WAL writes during inserts have a massive impact on insert performance too so you can look at setti8ngs like synchronous_commit and checkpoint_timeout. Creating the table as UNLOGGED will also disable WAL writes for that table giving a massive speedup.

Also, recreating your indexes sequentially can be faster than doing them in parallel and look out for CONCURRENTLY in index creation - its positive is it allows DB operations during index creation but its negative is it is much slower and risks failure.

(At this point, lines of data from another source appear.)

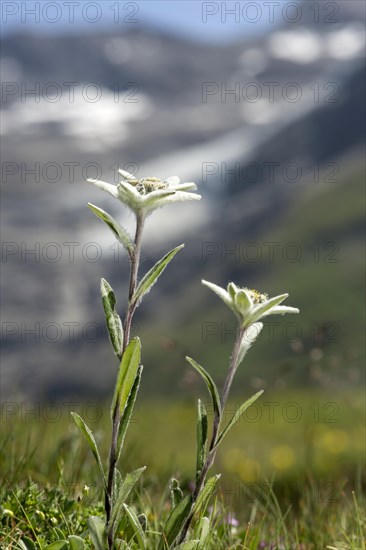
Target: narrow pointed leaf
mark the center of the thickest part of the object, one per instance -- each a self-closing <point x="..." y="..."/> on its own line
<point x="58" y="545"/>
<point x="152" y="276"/>
<point x="175" y="521"/>
<point x="249" y="337"/>
<point x="87" y="433"/>
<point x="119" y="232"/>
<point x="209" y="383"/>
<point x="203" y="530"/>
<point x="188" y="545"/>
<point x="202" y="430"/>
<point x="76" y="543"/>
<point x="26" y="544"/>
<point x="205" y="495"/>
<point x="127" y="413"/>
<point x="117" y="484"/>
<point x="136" y="526"/>
<point x="237" y="416"/>
<point x="126" y="376"/>
<point x="221" y="292"/>
<point x="125" y="489"/>
<point x="113" y="321"/>
<point x="176" y="494"/>
<point x="97" y="532"/>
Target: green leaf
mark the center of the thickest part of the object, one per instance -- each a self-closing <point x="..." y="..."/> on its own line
<point x="58" y="545"/>
<point x="76" y="543"/>
<point x="249" y="337"/>
<point x="175" y="521"/>
<point x="210" y="385"/>
<point x="138" y="531"/>
<point x="202" y="430"/>
<point x="126" y="487"/>
<point x="87" y="433"/>
<point x="176" y="494"/>
<point x="27" y="544"/>
<point x="119" y="232"/>
<point x="188" y="545"/>
<point x="203" y="530"/>
<point x="205" y="495"/>
<point x="127" y="413"/>
<point x="113" y="321"/>
<point x="126" y="376"/>
<point x="152" y="276"/>
<point x="97" y="532"/>
<point x="237" y="416"/>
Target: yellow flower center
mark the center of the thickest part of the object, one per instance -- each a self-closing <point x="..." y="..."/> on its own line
<point x="148" y="185"/>
<point x="256" y="296"/>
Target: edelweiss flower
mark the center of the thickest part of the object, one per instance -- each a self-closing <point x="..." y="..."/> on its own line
<point x="250" y="305"/>
<point x="146" y="194"/>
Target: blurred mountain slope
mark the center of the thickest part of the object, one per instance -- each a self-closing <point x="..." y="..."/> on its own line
<point x="186" y="121"/>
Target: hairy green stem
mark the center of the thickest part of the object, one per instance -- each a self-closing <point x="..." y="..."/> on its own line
<point x="215" y="431"/>
<point x="130" y="310"/>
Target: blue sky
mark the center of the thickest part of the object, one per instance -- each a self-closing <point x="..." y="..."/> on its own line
<point x="207" y="21"/>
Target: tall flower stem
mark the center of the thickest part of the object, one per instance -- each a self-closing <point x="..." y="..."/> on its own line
<point x="215" y="431"/>
<point x="130" y="310"/>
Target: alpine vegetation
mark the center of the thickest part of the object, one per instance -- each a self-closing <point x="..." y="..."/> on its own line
<point x="186" y="525"/>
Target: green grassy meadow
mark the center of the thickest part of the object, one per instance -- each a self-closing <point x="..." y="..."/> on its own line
<point x="292" y="471"/>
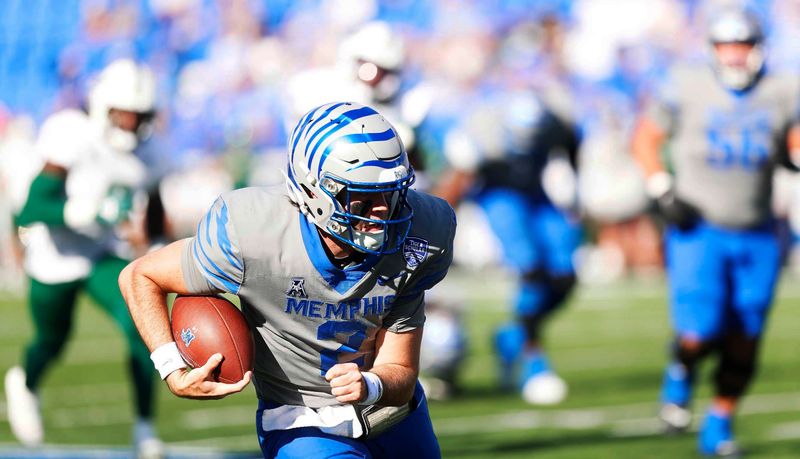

Probably something along the lines of this - which also show how to set default workers for a table so you don't need your queries to keep setting that Postgres session variable.

    DO $$
    DECLARE
        table_name TEXT := 'your_table_name';  -- Replace with your table name
        schema_name TEXT := 'public';          -- Replace with your schema
        data_file TEXT := '/path/to/your/data.csv'; -- Replace with your data file path
        index_info RECORD;
        index_sql TEXT;
    BEGIN
        -- 1. Store existing indexes for later recreation
        CREATE TEMP TABLE index_definitions AS
        SELECT indexname, indexdef
        FROM pg_indexes
        WHERE schemaname = schema_name AND tablename = table_name;
        
        -- 2. Drop all existing indexes (except primary key)
        FOR index_info IN 
            SELECT indexname 
            FROM pg_indexes 
            WHERE schemaname = schema_name AND tablename = table_name
                  AND indexdef NOT LIKE '%PRIMARY KEY%'
        LOOP
            EXECUTE 'DROP INDEX ' || schema_name || '.' || index_info.indexname;
            RAISE NOTICE 'Dropped index: %', index_info.indexname;
        END LOOP;
        
        -- 3. Optimize PostgreSQL for bulk loading (non-sysadmin settings only)
        -- Memory settings
        SET maintenance_work_mem = '1GB';        -- Increase for faster index creation
        SET work_mem = '256MB';                  -- Increase for better sort performance
        
        -- WAL and checkpoint settings
        SET synchronous_commit = OFF;            -- Delay WAL writes as requested
        SET checkpoint_timeout = '30min';        -- Less frequent checkpoints during load
        
        -- Worker/parallel settings
        SET max_parallel_workers_per_gather = 8; -- Increase parallel workers
        SET max_parallel_workers = 16;           -- Maximum parallel workers
        SET effective_io_concurrency = 200;      -- Better IO performance for SSDs
        SET random_page_cost = 1.1;              -- Optimize for SSD storage
        
        -- 4. Set parallel workers on the target table
        EXECUTE 'ALTER TABLE ' || schema_name || '.' || table_name || ' SET (parallel_workers = 8)';
        
        -- 5. Perform the COPY operation
        EXECUTE 'COPY ' || schema_name || '.' || table_name || ' FROM ''' || data_file || ''' WITH (FORMAT CSV, HEADER true)';
        
        -- 6. Rebuild all indexes (using the stored definitions)
        FOR index_info IN SELECT * FROM index_definitions LOOP
            index_sql := index_info.indexdef;
            RAISE NOTICE 'Recreating index: %', index_info.indexname;
            EXECUTE index_sql;
        END LOOP;
        
        -- 7. Drop temporary table
        DROP TABLE index_definitions;
        
        RAISE NOTICE 'Data loading completed successfully';
    END $$;


If batch sizes are sufficiently large, for example by staging updates, is this really necessary to achieve good insert performance?